In our company’s 10th annual Business & Politics Study, titled The Shifting Politics of Doing Good in America, we dove into this phenomenon to understand what Americans reallythink about the debate. In this article, I’d like to share some of those findings as well as some tips on how businesses can best navigate this climate.
What we learned is that a broad swath of Americans (79%) believe corporations should act to address important societal issues. That percentage has remained largely consistent over the last five years. Some of the anti-ESG rhetoric is landing, however. For example, after publicly disagreeing with Florida Governor Ron DeSantis over the “Don’t Say Gay” bill limiting discussion of sexual orientation and gender identity in public school classrooms (Florida House Bill 1557), Disney’s reputation declined among Republican respondents, though not precipitously, from 75% approval to 66%.
However, there is little evidence that consumers are significantly changing their purchasing behavior as a result of the backlash against ESG. An overwhelming number of Americans (78%) say they prefer to buy products that are both environmentally and ethically sustainable, according to a recent joint McKinsey & NielsenIQ study. The study also found that companies that market their products as ESG-friendly saw 28% growth in sales compared with 20% growth for companies that made no such claims.
Still, it pays to be cognizant of the very real risks for companies that might find themselves in the crosshairs of critics and politicians who can investigate and regulate them. The good news is that there are concrete steps that companies can take to mitigate that risk. For example, forgoing the poorly understood term “ESG” and opting instead to talk about “issues important to customers, employees and communities” when speaking to a lay audience can avoid polarizing reactions and keep the focus on the substance of the communication
Companies should plan ahead, understand the issues that are important to their stakeholders, and set up decision-making trees that help them decide when and how to talk about political and social issues. They should communicate these values consistently, not just in times of crisis.
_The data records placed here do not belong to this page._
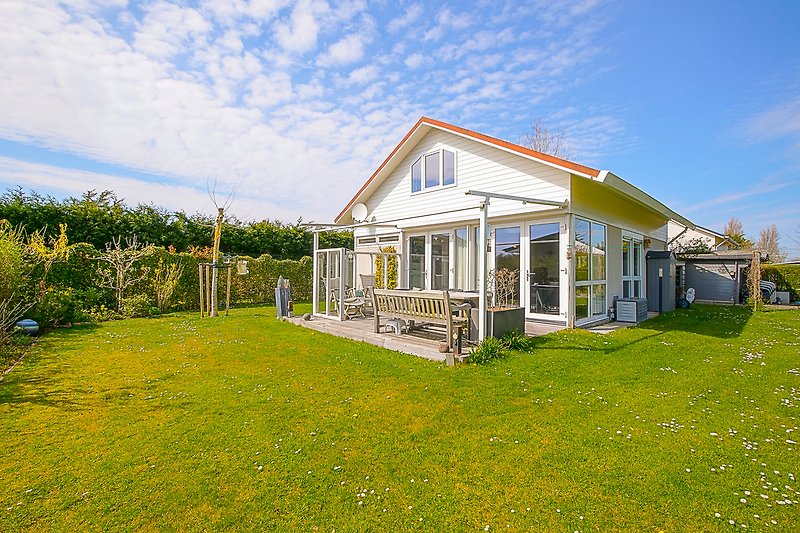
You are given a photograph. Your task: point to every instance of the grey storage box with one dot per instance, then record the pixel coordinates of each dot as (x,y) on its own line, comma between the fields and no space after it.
(632,310)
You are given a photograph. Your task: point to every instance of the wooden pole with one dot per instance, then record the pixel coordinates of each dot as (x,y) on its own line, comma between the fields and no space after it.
(228,292)
(208,289)
(215,261)
(202,292)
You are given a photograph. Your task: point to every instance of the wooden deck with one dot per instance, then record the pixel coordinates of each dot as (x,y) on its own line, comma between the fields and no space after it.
(423,344)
Perhaps most importantly, we found that only a very small percentage of Americans actually want Congress to investigate or penalize companies for their ESG practices and expenditures. The vast majority do not believe this should be a priority for their elected representatives. By and large, Americans prefer their elected representatives to focus on more pressing economic issues like stemming inflation and making sure wages keep pace with the cost of living. ESG detractors may want to take heed of public sentiment. The backlash to the backlash may be coming.